A k-fold cross validation method, using k = 5, was done on the training data set to determine the most effective regression algorithm out of LinearRegression(), ElasticNet(), Ridge(), DecisionTreeRegressor(), and KNeighboursRegressor. The value of k was set to 5 as it is a common value used within machine learning as it is not prone to errors from high bias or variance. 

In [8]:
from sklearn.linear_model import LinearRegression
from sklearn.linear_model import ElasticNet
from sklearn.linear_model import Ridge
from sklearn.tree import DecisionTreeRegressor
from sklearn.neighbors import KNeighborsRegressor
from sklearn.model_selection import cross_val_score

regressors = [LinearRegression(), ElasticNet(), Ridge(), DecisionTreeRegressor(), KNeighborsRegressor()]
regressor_accuracy_list = []

for i, regressor in enumerate(regressors):
    print(regressor)
    accuracies = cross_val_score(regressor, train_x, train_y, cv=5)
    regressor_accuracy_list.append((accuracies.mean(), type(regressor).__name__))

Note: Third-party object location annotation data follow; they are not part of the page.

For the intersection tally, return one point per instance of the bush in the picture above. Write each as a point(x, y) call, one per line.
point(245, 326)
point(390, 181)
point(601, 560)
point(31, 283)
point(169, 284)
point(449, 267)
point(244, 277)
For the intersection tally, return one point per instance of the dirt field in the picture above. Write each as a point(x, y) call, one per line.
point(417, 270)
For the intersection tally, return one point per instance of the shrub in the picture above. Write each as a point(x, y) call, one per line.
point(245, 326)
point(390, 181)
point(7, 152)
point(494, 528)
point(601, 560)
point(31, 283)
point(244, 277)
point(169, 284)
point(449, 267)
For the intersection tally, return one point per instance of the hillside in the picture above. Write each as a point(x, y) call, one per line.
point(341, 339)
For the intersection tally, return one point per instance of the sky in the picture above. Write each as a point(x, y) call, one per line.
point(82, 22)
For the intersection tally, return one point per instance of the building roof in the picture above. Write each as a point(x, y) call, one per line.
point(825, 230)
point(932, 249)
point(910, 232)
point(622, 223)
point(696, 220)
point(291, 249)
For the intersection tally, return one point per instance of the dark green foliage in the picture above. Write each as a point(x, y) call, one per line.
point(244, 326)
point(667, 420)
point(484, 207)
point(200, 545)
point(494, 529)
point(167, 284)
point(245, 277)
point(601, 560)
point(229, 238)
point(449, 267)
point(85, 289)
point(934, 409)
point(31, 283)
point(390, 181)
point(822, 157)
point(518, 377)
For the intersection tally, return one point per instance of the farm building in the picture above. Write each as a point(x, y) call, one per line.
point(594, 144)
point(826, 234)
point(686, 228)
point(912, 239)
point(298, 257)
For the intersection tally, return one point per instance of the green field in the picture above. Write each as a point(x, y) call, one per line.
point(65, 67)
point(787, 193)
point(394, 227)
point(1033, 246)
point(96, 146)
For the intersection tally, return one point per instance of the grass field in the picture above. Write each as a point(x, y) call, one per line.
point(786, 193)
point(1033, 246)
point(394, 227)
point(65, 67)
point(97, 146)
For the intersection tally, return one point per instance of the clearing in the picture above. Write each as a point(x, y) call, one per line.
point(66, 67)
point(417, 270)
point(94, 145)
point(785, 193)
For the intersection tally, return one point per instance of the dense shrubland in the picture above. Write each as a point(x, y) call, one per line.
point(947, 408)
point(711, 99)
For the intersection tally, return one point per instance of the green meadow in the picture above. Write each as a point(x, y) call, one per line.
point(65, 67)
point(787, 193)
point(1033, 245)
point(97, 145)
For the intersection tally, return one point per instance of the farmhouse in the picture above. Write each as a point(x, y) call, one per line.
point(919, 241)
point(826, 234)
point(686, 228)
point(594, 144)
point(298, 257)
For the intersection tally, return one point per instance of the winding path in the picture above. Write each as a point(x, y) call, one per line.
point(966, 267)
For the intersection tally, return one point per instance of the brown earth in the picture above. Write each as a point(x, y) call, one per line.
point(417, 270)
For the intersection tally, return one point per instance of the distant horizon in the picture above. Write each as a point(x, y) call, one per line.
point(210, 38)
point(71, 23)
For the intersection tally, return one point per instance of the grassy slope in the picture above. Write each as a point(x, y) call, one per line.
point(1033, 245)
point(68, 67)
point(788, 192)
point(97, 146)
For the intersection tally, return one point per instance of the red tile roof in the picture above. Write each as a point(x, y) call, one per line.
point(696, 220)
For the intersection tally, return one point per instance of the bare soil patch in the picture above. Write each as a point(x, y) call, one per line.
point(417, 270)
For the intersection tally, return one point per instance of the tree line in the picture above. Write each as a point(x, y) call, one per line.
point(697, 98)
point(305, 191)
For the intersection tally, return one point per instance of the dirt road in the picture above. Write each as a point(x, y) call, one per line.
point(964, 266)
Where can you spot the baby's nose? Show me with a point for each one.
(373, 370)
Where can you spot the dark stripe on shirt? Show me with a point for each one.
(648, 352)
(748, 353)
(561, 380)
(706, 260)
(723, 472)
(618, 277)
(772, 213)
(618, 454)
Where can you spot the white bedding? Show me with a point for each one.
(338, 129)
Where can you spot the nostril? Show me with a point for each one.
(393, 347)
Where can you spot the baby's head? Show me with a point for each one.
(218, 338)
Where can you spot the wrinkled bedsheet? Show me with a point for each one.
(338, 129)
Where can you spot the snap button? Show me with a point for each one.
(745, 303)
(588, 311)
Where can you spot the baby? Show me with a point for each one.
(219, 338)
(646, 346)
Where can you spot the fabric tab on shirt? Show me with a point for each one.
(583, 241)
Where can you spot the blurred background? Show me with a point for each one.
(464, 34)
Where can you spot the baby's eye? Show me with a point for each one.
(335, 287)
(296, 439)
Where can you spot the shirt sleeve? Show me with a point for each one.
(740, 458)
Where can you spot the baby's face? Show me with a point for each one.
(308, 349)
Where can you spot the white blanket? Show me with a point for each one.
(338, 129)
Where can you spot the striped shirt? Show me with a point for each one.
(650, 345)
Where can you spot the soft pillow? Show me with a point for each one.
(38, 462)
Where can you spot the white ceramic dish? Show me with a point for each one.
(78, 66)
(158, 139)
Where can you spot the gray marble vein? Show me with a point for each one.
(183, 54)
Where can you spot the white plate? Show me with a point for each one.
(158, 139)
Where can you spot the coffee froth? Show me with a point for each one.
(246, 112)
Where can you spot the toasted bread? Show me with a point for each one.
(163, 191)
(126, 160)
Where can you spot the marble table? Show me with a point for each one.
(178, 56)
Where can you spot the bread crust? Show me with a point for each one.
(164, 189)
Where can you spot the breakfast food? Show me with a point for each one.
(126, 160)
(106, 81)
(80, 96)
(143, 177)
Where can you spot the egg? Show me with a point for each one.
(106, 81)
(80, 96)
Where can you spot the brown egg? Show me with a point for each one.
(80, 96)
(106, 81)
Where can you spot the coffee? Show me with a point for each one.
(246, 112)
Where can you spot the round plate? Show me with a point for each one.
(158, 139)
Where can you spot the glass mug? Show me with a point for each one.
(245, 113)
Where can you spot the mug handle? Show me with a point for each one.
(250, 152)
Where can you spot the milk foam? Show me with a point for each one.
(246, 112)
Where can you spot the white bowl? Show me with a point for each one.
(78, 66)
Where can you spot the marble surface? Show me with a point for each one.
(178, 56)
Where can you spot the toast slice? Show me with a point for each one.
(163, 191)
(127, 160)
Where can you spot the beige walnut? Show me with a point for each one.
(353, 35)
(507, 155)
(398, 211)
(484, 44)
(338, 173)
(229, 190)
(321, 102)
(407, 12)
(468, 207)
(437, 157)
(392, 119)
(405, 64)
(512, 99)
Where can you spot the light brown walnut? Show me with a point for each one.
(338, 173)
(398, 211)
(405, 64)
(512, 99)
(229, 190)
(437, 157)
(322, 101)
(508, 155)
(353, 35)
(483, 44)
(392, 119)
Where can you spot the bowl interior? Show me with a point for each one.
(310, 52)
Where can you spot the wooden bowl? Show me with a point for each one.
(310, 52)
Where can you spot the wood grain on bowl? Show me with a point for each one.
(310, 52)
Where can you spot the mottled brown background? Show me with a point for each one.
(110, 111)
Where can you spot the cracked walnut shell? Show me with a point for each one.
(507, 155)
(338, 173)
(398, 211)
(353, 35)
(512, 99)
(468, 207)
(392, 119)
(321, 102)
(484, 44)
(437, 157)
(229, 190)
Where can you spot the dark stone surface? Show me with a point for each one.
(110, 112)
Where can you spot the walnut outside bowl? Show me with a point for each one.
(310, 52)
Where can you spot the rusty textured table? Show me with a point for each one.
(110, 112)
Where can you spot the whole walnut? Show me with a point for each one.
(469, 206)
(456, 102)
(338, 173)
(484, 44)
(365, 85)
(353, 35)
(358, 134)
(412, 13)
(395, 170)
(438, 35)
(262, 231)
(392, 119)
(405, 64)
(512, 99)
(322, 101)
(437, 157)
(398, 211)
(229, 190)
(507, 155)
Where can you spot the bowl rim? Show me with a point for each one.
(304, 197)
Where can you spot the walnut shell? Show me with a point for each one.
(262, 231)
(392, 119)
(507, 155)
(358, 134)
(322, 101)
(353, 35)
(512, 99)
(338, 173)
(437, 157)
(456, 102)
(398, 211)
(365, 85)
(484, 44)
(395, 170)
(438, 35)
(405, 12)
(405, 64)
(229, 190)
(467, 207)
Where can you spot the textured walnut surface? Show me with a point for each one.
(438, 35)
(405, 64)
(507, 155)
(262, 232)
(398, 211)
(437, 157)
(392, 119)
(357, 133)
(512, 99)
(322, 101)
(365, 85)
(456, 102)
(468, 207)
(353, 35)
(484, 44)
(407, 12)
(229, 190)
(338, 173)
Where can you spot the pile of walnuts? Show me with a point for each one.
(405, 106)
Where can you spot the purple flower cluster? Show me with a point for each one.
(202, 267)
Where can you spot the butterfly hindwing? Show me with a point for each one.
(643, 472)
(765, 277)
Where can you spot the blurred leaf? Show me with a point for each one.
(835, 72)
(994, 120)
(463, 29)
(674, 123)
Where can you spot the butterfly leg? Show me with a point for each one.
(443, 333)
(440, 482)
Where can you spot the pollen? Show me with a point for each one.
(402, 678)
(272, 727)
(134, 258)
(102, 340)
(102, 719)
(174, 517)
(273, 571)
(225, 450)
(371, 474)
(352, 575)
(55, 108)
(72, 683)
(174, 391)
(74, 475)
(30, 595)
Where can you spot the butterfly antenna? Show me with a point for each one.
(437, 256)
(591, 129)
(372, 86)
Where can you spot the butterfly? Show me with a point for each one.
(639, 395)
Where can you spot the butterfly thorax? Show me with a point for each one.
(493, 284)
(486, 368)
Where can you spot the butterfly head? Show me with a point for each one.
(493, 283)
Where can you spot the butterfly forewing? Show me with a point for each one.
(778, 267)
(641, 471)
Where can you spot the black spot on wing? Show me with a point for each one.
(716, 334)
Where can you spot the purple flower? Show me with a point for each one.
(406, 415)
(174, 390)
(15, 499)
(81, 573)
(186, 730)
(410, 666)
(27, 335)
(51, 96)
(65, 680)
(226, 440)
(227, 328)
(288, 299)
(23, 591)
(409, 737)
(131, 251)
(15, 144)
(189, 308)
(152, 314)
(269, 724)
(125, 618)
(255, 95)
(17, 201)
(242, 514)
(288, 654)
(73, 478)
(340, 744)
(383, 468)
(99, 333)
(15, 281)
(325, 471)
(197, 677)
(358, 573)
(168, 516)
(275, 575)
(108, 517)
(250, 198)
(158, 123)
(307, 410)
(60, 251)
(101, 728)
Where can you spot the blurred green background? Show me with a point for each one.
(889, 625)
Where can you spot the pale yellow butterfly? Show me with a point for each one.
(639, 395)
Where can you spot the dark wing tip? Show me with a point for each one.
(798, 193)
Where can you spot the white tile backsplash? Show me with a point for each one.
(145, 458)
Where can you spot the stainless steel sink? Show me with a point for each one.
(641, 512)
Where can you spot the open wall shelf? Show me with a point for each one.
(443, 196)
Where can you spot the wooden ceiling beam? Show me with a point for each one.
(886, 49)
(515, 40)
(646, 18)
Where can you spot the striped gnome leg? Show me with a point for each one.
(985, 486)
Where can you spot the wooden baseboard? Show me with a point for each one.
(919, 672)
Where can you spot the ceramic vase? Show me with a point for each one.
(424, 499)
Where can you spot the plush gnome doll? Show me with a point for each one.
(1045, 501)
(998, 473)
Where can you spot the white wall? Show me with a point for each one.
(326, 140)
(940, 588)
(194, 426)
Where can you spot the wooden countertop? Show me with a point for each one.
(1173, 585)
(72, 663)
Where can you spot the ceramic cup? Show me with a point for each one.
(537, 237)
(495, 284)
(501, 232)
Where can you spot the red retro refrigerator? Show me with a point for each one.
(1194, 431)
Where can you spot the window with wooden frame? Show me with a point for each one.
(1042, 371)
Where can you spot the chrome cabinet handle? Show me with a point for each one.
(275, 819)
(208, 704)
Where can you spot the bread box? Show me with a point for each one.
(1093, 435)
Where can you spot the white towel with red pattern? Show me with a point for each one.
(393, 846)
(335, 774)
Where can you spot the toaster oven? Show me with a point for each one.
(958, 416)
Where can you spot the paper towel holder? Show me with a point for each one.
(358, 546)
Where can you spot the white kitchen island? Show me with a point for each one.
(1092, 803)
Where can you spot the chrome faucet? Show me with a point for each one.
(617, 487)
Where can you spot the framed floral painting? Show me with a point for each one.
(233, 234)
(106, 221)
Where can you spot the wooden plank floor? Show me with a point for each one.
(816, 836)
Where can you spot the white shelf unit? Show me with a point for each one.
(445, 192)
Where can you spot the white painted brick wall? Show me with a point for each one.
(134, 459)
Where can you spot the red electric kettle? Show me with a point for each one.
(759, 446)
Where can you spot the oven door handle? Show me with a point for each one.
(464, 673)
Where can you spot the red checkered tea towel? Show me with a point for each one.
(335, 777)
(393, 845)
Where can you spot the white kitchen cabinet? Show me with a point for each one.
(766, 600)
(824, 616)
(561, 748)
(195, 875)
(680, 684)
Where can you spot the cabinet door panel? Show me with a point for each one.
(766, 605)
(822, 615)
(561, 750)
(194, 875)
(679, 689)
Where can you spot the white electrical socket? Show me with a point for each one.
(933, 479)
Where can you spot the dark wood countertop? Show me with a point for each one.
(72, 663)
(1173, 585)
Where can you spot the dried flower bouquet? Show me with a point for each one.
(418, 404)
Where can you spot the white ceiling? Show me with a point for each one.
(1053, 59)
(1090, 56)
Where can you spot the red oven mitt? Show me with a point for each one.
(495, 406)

LinearRegression(copy_X=True, fit_intercept=True, n_jobs=None, normalize=False)
ElasticNet(alpha=1.0, copy_X=True, fit_intercept=True, l1_ratio=0.5,
           max_iter=1000, normalize=False, positive=False, precompute=False,
           random_state=None, selection='cyclic', tol=0.0001, warm_start=False)
Ridge(alpha=1.0, copy_X=True, fit_intercept=True, max_iter=None,
      normalize=False, random_state=None, solver='auto', tol=0.001)
DecisionTreeRegressor(ccp_alpha=0.0, criterion='mse', max_depth=None,
                      max_features=None, max_leaf_nodes=None,
                      min_impurity_decrease=0.0, min_impurity_split=None,
                      min_samples_leaf=1, min_samples_split=2,
                      min_weight_fraction_leaf=0.0, presort='deprecated',
                      random_state=None, splitter='best')
KNeighborsRegressor(algorithm='auto', leaf_size=30, metric='minkowski',
                    metric_params=None, n_jobs=None, n_neighbors=5, p=2,
               

In [9]:
regressor_accuracy_list = sorted(regressor_accuracy_list, reverse=True)

print("===== Results of 5-fold cross validation =====")
for item in regressor_accuracy_list:
    print(item[1], ": ", item[0])

===== Results of 5-fold cross validation =====
DecisionTreeRegressor :  0.9359952714203537
LinearRegression :  0.8821029939905065
Ridge :  0.8819170567565869
KNeighborsRegressor :  0.8771409355060081
ElasticNet :  0.7907320373541147


The results showed that the highest performing model was DecisionTreeRegressor() with a mean accuracy of 0.94. Therefore, I decided to train the model using DecisionTreeRegressor().

### Train the dataset

In [10]:
dtr = DecisionTreeRegressor()
dtr.fit(train_x, train_y)
y_pred = dtr.predict(test_x)

### Evaluate the model

In [11]:
results = pd.DataFrame({'Actual': test_y, 'Predicted' : y_pred, 'Difference' : abs(test_y - y_pred)})
results.head(10)

Unnamed: 0_level_0,Actual,Predicted,Difference
video_id,Unnamed: 1_level_1,Unnamed: 2_level_1,Unnamed: 3_level_1
z91xQ5u-_wY,47299,50628.0,3329.0
wI89nVn6LHk,2003345,1993400.0,9945.0
u5Jw7D-c3II,48870,32788.0,16082.0
5NaAwSpswJE,2763694,2093287.0,670407.0
v85VNXT0Euk,368627,319773.0,48854.0
K1uiJIl614c,57035,52591.0,4444.0
4LlQwTgB5Rc,302623,292725.0,9898.0
doP7xKdGOKs,671618,919231.0,247613.0
NJAtY43vsl8,2985521,8843946.0,5858425.0
BxZYIjdgGtg,15478,84534.0,69056.0


In [12]:
from sklearn.metrics import mean_squared_log_error, r2_score

msle = mean_squared_log_error(test_y, y_pred)
r2 = r2_score(test_y, y_pred)

print("Mean squared error: " + str(msle))
print("R^2: " + str(r2))

Mean squared error: 0.2777144785437705
R^2: 0.9539979158288119


Two metrics, mean squared log error (MSLE) and the coefficient of determination (R^2), were used to evaluate the regression model. According to these two scores, the model seems to have performed well. In particular, the R^2 score, which measures how well samples are likely to be predicted, was 0.95 which is very close to a perfect fit of 1.